The hope leading up to the 2020 season was that Lawrence Arnold, even as a true freshman, would take on a complementary role within the Kansas football offense sooner rather than later. An injury to the young receiver, however, kept Arnold sidelined much of the schedule, hindering his chances of breaking through.
Now with months of rehab for a surgically repaired shoulder behind him, Arnold said he feels “100%” this spring, as the 6-foot-3 wideout from DeSoto, Texas, looks to resume his track toward contributing.
Arnold actually started KU’s Big 12 opener at Baylor and caught at least one pass in each of his first three games at the college level before tearing a labrum and missing the final five games of the shortened nine-game season.
Even when he wasn’t able to play, though, Arnold said he found that time to be “a learning process,” as he picked up tips and receiving wisdom from veterans in his position group, such as Andrew Parchment, Stephon Robinson Jr. and Kwamie Lassiter II.
“They were teaching me the game, teaching me how to develop and everything, read coverages,” Arnold told reporters this past week, while reflecting on his abbreviated debut season.
His final stat line for 2020 included just six receptions for 45 yards, but the Jayhawks are likely to need much more from Arnold in what will be his redshirt freshman season.
Interim head coach Emmett Jones, who also recruited Arnold to KU and is his position coach, said already this spring the second-year receiver looks stronger, and actually taller, too.
Jones said Arnold is understanding the KU offense, as well, which will be crucial, considering the plans new offensive coordinator Mike DeBord and Jones have in store for him.
“We’re going to do some things with him to constantly create mismatches,” Jones said, “and take advantage of that long length.”
Even back in preseason camp this past August, weeks after he first got to Lawrence, teammates raved about Arnold’s ability to go up and snag passes out of the air, giving the already tall target an even greater catch radius.
Jones loves that about Arnold, too, and said the athletic target has good hands, can go up and get the ball and described Arnold’s total skill set as “out of sight.”
“You’ll see him outside, you’ll see him inside,” Jones said of where Arnold can line up in various formations. “One thing about Lawrence, he takes pride in putting his nose in somebody’s face when it comes to perimeter blocking. So we’ll move him around at times and create some mismatches.”
After spending so much time observing this past season, Arnold is eager to become involved again.
“I’m just ready to get out there and put my all back into it,” he said of his approach this spring.
While Arnold admits his injury set back his anticipated trajectory, the three-star Class of 2020 recruit still has four seasons of eligibility in front of him at this point, and the games he missed ultimately might have done him some good.
“I just feel like it gave me more time to get ready to grind, really,” Arnold said, “just put the work in for it.”

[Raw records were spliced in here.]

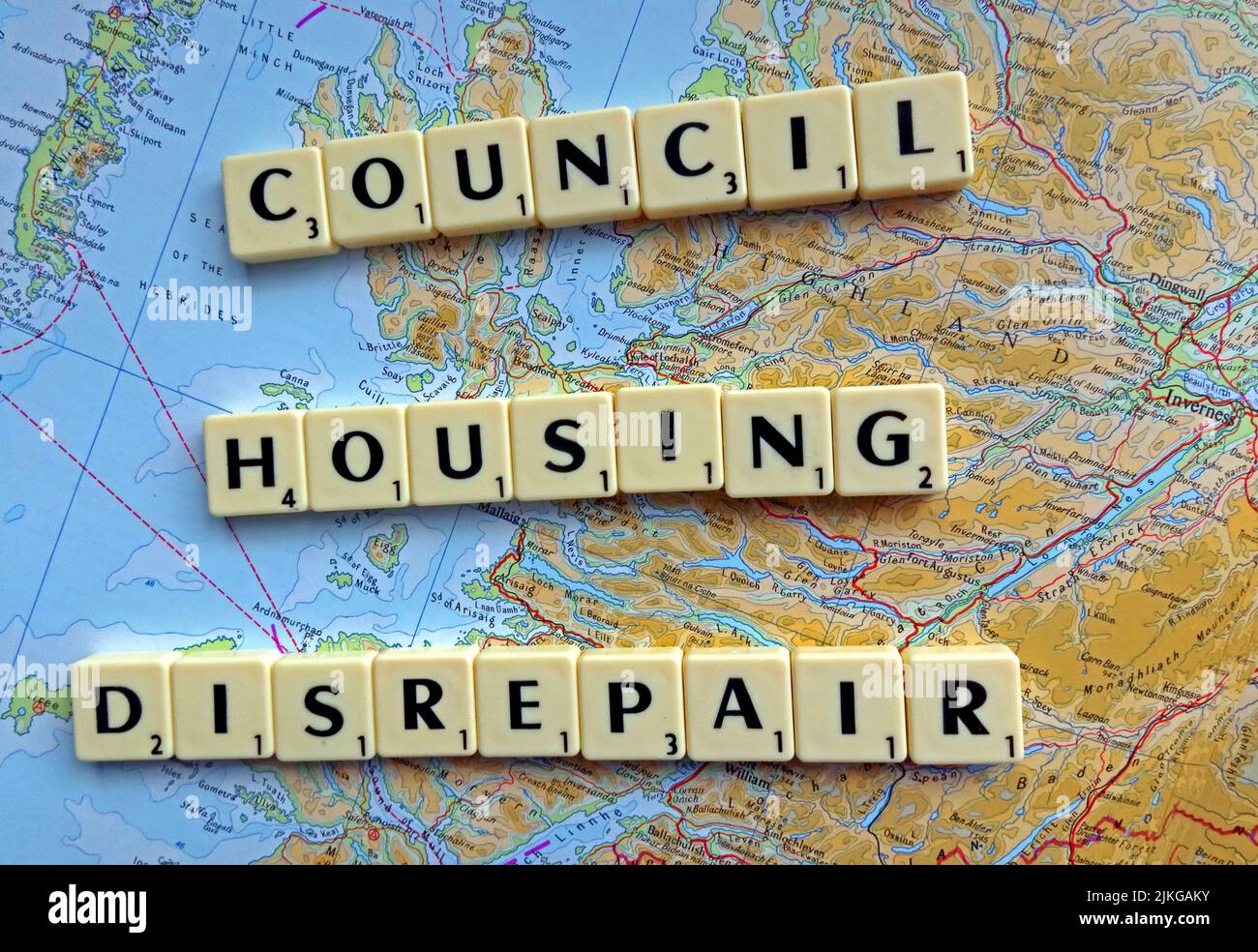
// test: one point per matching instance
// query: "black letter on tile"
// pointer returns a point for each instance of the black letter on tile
(736, 689)
(443, 453)
(419, 709)
(375, 457)
(616, 703)
(797, 142)
(267, 461)
(360, 183)
(221, 708)
(515, 689)
(571, 448)
(102, 711)
(596, 172)
(764, 431)
(258, 196)
(335, 718)
(905, 120)
(461, 162)
(954, 716)
(898, 440)
(674, 150)
(847, 707)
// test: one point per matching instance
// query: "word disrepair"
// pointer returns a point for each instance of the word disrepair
(885, 440)
(959, 704)
(787, 150)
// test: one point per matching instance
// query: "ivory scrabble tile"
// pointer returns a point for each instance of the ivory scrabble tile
(121, 707)
(690, 158)
(526, 701)
(584, 167)
(778, 441)
(223, 704)
(632, 704)
(460, 452)
(800, 149)
(891, 440)
(426, 701)
(564, 447)
(255, 463)
(356, 458)
(914, 134)
(670, 439)
(964, 704)
(850, 704)
(738, 704)
(323, 707)
(377, 189)
(276, 205)
(479, 176)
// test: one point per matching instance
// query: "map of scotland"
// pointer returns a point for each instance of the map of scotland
(1090, 305)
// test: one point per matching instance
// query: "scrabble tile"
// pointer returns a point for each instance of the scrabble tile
(460, 452)
(223, 704)
(276, 205)
(562, 447)
(356, 458)
(891, 440)
(121, 707)
(914, 134)
(800, 149)
(670, 439)
(584, 167)
(255, 463)
(690, 158)
(426, 701)
(850, 704)
(377, 189)
(479, 177)
(323, 707)
(526, 701)
(964, 704)
(738, 704)
(632, 705)
(778, 441)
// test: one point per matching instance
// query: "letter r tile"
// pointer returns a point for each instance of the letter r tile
(964, 704)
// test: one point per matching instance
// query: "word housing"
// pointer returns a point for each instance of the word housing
(862, 704)
(882, 440)
(787, 150)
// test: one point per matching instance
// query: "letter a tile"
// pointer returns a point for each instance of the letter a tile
(738, 704)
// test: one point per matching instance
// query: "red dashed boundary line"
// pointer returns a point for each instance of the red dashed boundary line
(376, 17)
(126, 506)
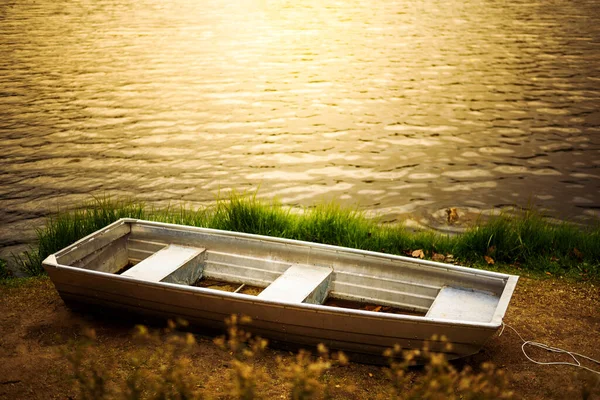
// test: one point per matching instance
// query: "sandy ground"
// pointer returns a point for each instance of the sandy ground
(35, 324)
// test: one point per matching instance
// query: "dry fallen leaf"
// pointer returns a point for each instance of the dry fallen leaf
(438, 257)
(452, 215)
(418, 254)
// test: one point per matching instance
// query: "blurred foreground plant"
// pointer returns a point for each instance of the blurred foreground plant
(242, 346)
(163, 367)
(441, 380)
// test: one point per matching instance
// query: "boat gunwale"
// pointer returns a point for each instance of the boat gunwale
(329, 247)
(253, 299)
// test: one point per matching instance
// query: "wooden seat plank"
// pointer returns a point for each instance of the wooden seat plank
(173, 264)
(463, 304)
(300, 284)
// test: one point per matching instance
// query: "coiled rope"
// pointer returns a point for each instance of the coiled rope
(575, 363)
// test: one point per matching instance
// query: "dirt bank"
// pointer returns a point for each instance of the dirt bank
(35, 324)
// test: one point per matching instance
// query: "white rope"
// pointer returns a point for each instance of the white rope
(576, 362)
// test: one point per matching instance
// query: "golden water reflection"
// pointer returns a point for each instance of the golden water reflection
(401, 107)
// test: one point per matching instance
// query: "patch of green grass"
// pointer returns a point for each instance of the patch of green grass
(529, 244)
(5, 273)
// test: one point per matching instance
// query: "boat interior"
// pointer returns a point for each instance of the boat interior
(286, 271)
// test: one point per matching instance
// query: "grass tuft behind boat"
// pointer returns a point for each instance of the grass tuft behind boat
(529, 244)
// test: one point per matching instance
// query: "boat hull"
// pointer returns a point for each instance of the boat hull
(359, 332)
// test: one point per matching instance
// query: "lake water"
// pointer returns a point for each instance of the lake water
(403, 108)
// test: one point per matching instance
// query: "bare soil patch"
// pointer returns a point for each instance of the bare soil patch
(35, 324)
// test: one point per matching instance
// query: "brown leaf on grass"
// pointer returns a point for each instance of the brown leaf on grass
(438, 257)
(452, 215)
(489, 260)
(418, 254)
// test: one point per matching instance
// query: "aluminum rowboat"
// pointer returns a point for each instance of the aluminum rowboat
(157, 269)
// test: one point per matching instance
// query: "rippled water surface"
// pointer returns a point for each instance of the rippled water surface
(402, 107)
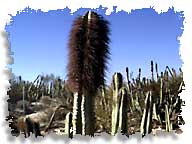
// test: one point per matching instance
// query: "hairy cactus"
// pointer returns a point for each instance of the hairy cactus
(88, 54)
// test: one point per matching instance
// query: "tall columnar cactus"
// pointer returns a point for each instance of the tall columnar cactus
(88, 54)
(117, 84)
(146, 123)
(152, 71)
(68, 125)
(130, 93)
(123, 117)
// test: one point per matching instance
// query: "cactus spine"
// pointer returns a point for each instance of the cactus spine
(146, 123)
(88, 54)
(69, 125)
(117, 84)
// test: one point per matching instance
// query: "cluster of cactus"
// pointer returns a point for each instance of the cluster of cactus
(41, 86)
(156, 99)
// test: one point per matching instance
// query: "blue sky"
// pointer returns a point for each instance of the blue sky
(39, 41)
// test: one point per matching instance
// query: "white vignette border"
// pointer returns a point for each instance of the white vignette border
(12, 7)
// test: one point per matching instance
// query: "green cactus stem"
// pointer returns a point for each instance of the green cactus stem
(117, 84)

Plus, his approach during his rehab and the ongoing buildup toward the 2021 season is coming from an informed place, because Arnold was playing immediately before suffering a shoulder injury.
Looking back on the four games in which he was actually able to play, Arnold said the speed and energy of the competition stood out to him most, having grown used to the high school level.
He considers it “a blessing” and “a great opportunity” to have suited up and played as a true freshman.
“Even though I got hurt, I finally got to experience college football, experience college speed,” Arnold said. “So now I know what to expect going into this next season.”
Jones remains confident about Arnold’s future with the Jayhawks, and said the young receiver reminds him of current super-senior Lassiter, because Arnold’s a “student of the game” and takes the proper approach to every day, even during the offseason.
“He’s on course to be what we thought he could be once he got here,” Jones said.